New York law provides that in cities with a population of over 325,000, certain types of “Class A” multiple dwellings, such as apartment houses, may only be used for “permanent residence purposes.” Multiple Dwelling Law, Art. 1, § 4.8(a). In addition, hotel rooms in New York City are subject to a 14.75% total tax, consisting of a New York City hotel room occupancy tax, and New York State and City sales and use tax on hotel room occupancies. New York State and local sales tax is due on room rentals outside New York City only if the building is considered a hotel and is regularly kept open for the lodging of guests. Tax Law § 1101(c); N.Y.C. Admin. Code § 11-2001(a).

The Attorney General (“AG”) served a subpoena on Airbnb asking for the following information: the name, address, and contact information of each host; the address of the accommodation rented; dates, duration of stay, and rates charged for each rental; the method of payment to each host; the total gross revenue generated through Airbnb for each host; and “Documents sufficient to identify all tax-related communications” between Airbnb and each host. Airbnb objected to the subpoena on multiple grounds – that there was no factual basis for the issuance of the subpoena, that the investigation by the AG was based on laws that are unconstitutionally vague, that the subpoena was overbroad and unduly burdensome, and that the subpoena sought confidential private information from Airbnb’s clients.

The judge held that the AG had demonstrated an adequate factual basis for the subpoena, and that the subpoena did not seek confidential information. He also held that Airbnb’s objection to the subpoena on the grounds that the investigation was based on unconstitutionally vague laws was not ripe for review since no attempt had yet been made to enforce the laws at issue.

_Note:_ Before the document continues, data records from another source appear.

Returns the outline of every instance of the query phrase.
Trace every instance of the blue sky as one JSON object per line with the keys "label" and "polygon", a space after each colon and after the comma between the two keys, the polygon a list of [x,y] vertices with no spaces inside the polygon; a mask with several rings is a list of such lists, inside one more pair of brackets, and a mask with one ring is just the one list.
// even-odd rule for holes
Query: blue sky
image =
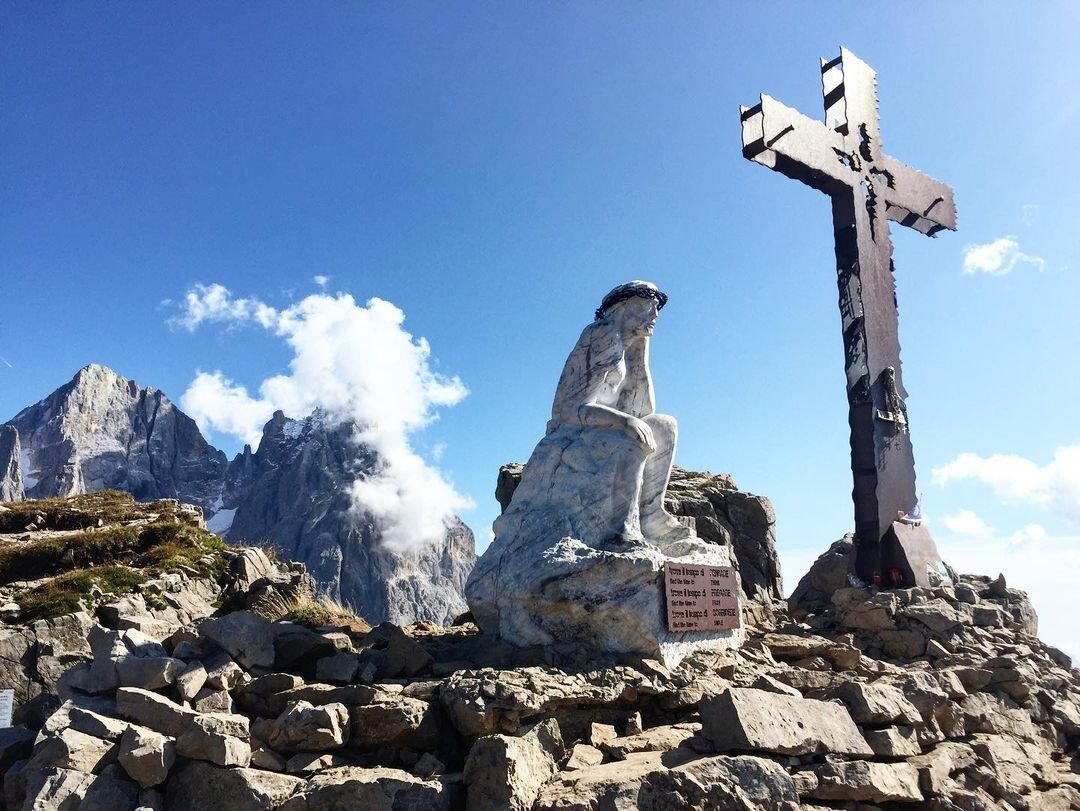
{"label": "blue sky", "polygon": [[[0,26],[0,419],[89,362],[255,392],[295,348],[162,302],[282,310],[327,276],[468,388],[411,443],[483,543],[593,308],[650,279],[677,461],[773,499],[789,586],[851,523],[829,208],[741,157],[738,108],[820,118],[846,45],[886,150],[956,190],[958,233],[893,228],[924,510],[1080,653],[1076,4],[15,2]],[[975,245],[998,272],[963,272]]]}

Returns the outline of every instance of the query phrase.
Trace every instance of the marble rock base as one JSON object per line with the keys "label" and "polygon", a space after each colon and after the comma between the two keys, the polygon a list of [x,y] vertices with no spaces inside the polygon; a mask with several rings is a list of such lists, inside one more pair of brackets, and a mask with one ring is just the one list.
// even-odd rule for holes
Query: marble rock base
{"label": "marble rock base", "polygon": [[519,647],[579,644],[675,667],[692,652],[742,644],[742,628],[667,631],[664,563],[728,566],[726,546],[694,539],[677,557],[645,542],[619,546],[563,538],[528,559],[492,548],[469,579],[465,599],[485,632]]}

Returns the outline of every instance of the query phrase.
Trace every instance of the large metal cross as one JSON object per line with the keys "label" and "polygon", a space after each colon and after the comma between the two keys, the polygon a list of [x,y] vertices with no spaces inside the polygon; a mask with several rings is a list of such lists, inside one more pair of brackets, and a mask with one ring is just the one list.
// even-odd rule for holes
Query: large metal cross
{"label": "large metal cross", "polygon": [[[953,191],[881,149],[874,70],[846,49],[822,59],[825,123],[769,96],[741,108],[743,154],[833,201],[855,502],[855,573],[924,585],[940,567],[918,525],[915,460],[900,366],[889,220],[956,230]],[[906,521],[900,521],[906,518]],[[897,573],[899,572],[899,573]],[[928,573],[929,572],[929,573]]]}

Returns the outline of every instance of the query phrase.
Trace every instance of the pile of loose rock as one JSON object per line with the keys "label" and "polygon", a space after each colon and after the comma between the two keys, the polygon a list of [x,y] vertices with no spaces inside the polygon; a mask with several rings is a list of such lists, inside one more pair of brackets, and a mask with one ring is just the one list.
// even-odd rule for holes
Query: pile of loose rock
{"label": "pile of loose rock", "polygon": [[839,589],[796,612],[674,672],[471,623],[95,625],[64,704],[0,733],[6,807],[1080,807],[1080,675],[1022,593]]}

However, the judge did find that the subpoena was overly broad. With respect to the Multiple Dwelling Law, the judge found that the subpoena was overly broad because it sought information for all of New York State, and was not limited  to hosts that lived in cities (such as New York City) to which the Multiple Dwelling Law applied.  With respect to the New York City hotel occupancy tax and sales tax, the judge found that the subpoena was overly broad because it was not limited to New York City hosts and did not take into account certain exceptions to the City hotel occupancy tax, e.g., for rentals on fewer than three occasions during the year. Finally, with respect to the New York State sales tax, the judge found that the subpoena was overly broad because it was not limited to rooms rented by hotels.  Accordingly, the judge granted Airbnb’s motion to quash the subpoena.

Additional Insights

The decision is a reminder that the government’s subpoena power is not unlimited and may be successfully challenged, as it was here where the government sought information that went beyond the scope of its authority.  Although Airbnb’s motion to quash the subpoena was granted, reportedly the AG served another subpoena on Airbnb the next day, presumably narrower in scope.  On May 21, 2014, Airbnb and the AG reached an agreement under which Airbnb will provide the AG with data about its hosts in New York, but that data will not include their names, addresses, or other personally identifiable information, unless there is an investigation or planned enforcement action directed to individuals.